My favorite still wine of the tasting was the 2013 Russian River Valley Estate Zinfandel. The fruit and spice is couched in an elegant body with 14.2% abv. That alcohol level may not sound low, but it is for California Zinfandel. He has a pretty extensive library and a lovely outdoor patio and enjoys providing visitors with the opportunity to taste older, well-stored wines—a treat not often found these days.
Our next stop was 0.4 miles away at Hook & Ladder Vineyards and Winery. Cecil and Christine DeLoach started Hook & Ladder in 2004 after they sold their eponymous brand and vineyards. As well as stewarding DeLoach Vineyards since 1970 and producing their own label since 1975, Cecil had been a longtime San Francisco fireman, Christine a Sonoma County probation officer. Hook & Ladder Vineyards and Winery honors that history with a sporty, laid back tasting room and beautiful surrounding scenery to drink, play, and picnic in.
Their son, Jason De Loach, is their current winemaker and he’s also established their higher-end label called Four Rows.
The Hook & Ladder wines I tasted were super accessible and easy-drinking. The Four Rows Pinot Noir and Cab Franc offered more complexity. Our host Devon had a friendly, infectious spirit and the spacious tasting room, bocce court and picnic tables call out for parties with friends. Go see Devon and crew. I’m sure they will take great care of you.
For lunch: Eat at nearby Farmstand @ Farmhouse Inn.
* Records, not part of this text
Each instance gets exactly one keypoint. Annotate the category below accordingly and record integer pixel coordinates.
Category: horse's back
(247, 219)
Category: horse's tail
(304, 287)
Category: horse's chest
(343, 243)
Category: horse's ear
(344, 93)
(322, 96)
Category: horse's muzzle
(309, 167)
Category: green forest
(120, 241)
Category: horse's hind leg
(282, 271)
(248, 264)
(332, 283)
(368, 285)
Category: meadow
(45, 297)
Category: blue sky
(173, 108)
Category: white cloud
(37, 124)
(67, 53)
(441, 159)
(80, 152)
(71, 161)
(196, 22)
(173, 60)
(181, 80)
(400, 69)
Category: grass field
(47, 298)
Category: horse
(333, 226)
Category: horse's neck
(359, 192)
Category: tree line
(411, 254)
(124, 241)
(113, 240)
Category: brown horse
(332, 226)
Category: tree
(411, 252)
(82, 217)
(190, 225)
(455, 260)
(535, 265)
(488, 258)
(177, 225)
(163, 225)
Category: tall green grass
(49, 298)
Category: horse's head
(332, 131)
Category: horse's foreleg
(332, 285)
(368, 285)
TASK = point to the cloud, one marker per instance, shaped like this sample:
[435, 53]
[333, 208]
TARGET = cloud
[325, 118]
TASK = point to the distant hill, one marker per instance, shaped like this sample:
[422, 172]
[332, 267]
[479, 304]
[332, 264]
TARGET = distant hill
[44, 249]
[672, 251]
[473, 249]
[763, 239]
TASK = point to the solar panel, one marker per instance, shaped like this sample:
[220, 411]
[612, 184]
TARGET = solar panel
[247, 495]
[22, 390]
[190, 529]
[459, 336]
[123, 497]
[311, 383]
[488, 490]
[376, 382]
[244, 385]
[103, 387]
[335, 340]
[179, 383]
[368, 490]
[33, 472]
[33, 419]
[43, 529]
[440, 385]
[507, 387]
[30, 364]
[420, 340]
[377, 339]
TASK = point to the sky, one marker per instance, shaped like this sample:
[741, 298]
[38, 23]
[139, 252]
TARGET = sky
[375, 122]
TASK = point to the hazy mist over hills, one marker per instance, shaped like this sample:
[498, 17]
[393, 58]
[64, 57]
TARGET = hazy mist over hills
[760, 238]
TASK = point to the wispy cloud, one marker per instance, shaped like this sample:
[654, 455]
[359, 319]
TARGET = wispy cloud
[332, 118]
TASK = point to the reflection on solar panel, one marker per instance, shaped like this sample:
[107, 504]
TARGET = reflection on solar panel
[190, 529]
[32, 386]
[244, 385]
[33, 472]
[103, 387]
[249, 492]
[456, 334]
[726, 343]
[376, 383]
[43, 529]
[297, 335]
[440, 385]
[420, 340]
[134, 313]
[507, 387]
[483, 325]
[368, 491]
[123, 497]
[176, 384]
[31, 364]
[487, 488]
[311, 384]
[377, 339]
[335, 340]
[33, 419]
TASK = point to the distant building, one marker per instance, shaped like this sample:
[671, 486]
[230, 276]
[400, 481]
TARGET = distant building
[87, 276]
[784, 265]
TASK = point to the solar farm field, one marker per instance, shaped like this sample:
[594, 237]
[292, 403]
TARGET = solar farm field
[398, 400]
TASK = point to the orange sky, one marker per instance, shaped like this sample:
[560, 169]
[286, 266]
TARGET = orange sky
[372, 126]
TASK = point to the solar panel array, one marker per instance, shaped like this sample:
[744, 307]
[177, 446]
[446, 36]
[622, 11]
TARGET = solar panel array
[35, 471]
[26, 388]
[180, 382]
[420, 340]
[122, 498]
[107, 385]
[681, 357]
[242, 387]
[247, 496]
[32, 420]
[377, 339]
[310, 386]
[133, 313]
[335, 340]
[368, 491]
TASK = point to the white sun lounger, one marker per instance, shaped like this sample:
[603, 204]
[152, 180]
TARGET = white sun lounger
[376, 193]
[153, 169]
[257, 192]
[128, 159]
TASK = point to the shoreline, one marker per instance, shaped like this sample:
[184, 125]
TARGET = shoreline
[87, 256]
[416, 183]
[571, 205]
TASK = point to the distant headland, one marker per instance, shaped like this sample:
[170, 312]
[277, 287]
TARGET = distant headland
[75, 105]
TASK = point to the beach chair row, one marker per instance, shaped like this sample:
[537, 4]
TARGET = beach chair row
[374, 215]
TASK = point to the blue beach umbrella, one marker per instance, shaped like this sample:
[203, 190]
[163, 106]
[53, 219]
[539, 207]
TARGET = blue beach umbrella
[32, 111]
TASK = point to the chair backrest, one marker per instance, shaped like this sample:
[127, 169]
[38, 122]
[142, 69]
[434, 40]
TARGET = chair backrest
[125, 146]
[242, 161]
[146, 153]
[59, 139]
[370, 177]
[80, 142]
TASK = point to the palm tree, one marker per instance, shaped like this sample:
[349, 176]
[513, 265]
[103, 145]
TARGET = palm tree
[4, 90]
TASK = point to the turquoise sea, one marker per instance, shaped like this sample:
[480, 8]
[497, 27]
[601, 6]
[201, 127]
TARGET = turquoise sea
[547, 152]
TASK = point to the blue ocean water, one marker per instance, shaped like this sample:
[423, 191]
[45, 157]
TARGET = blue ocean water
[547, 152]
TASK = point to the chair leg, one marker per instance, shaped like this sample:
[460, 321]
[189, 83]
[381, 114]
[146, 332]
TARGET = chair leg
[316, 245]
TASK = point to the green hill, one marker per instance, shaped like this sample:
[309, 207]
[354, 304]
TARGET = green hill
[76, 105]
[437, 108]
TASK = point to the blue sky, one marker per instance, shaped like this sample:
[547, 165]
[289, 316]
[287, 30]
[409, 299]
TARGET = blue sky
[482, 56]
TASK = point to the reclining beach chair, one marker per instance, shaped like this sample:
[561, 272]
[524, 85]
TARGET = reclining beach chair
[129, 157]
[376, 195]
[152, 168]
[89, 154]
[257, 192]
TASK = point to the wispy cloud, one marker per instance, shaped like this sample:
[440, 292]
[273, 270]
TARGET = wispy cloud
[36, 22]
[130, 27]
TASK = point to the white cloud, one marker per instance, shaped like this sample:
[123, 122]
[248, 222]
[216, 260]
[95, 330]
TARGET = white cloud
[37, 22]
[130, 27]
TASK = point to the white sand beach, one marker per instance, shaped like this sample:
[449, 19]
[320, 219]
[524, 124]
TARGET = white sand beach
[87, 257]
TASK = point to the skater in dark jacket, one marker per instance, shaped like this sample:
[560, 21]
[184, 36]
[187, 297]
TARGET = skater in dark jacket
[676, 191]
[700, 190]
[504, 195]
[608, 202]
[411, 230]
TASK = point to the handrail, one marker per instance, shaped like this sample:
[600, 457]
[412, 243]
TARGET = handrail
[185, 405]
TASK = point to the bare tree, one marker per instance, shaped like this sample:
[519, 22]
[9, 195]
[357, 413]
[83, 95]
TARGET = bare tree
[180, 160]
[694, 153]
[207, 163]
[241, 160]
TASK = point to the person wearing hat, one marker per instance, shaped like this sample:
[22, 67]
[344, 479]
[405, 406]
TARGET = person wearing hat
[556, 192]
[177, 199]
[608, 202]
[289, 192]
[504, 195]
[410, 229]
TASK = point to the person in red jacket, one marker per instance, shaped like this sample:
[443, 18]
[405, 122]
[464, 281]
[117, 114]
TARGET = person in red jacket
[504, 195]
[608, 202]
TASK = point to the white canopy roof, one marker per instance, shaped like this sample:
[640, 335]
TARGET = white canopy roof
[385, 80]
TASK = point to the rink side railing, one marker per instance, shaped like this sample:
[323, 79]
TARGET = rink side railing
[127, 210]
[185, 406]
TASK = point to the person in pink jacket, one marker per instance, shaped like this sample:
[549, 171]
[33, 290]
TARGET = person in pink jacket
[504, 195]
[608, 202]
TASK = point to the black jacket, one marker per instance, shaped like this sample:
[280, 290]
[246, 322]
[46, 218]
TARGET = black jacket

This is food truck eating in a luxury parallel universe. 4.5 miles from Harvest Moon Winery, it’s an 8 minute drive/28 minute bike ride.
For our final stop after lunch, we went to DeLoach Vineyards, the full 1.2 miles from our starting point. Vineyard manager Sophie Drucker was kind enough to show us around the estate vineyards and explain their biodynamic farming practices and introduce us to the sheep they house for grazing. It’s important to note that all of Sonoma County vineyards will be certified sustainably-farmed in 2019, which is great, but has some controversy around the significance of the definition due to its allowance of the use of Round Up and other pesticides.
The epitome of casual luxury, DeLoach offers ample outdoor and indoor space to chillax in style. They also have an exquisite swimming pool and pool deck attached to their old-school hunting lodge-esque tasting room and banquet area, complete with antler chandelier.
They produce wine from other local vineyards, and clearly have great relationships with them. In the hour or so we toured the property, we ran into two separate growers and their families enjoying themselves in the sun. I’m sure they value the additional banquet room lined with photos and stories of DeLoach growing partners, fondly known as the Grower Appreciation Room.
Pedro Martinez took us through a tasting of old and new releases. The 2016 DeLoach Estate Chardonnay made from Old Wente, Montrachet, and 809 clones was delicious: concentrated flavor with a solid acid backbone.
They also have library wines available for tasting. I particularly enjoyed the 2010 van der Kamp Vineyard Pinot, full of dark fruit, ash and spice.
All in all, it was a day to remember … and to replicate! Highly recommended for laid back fun, on a sort of fairy-tale lane.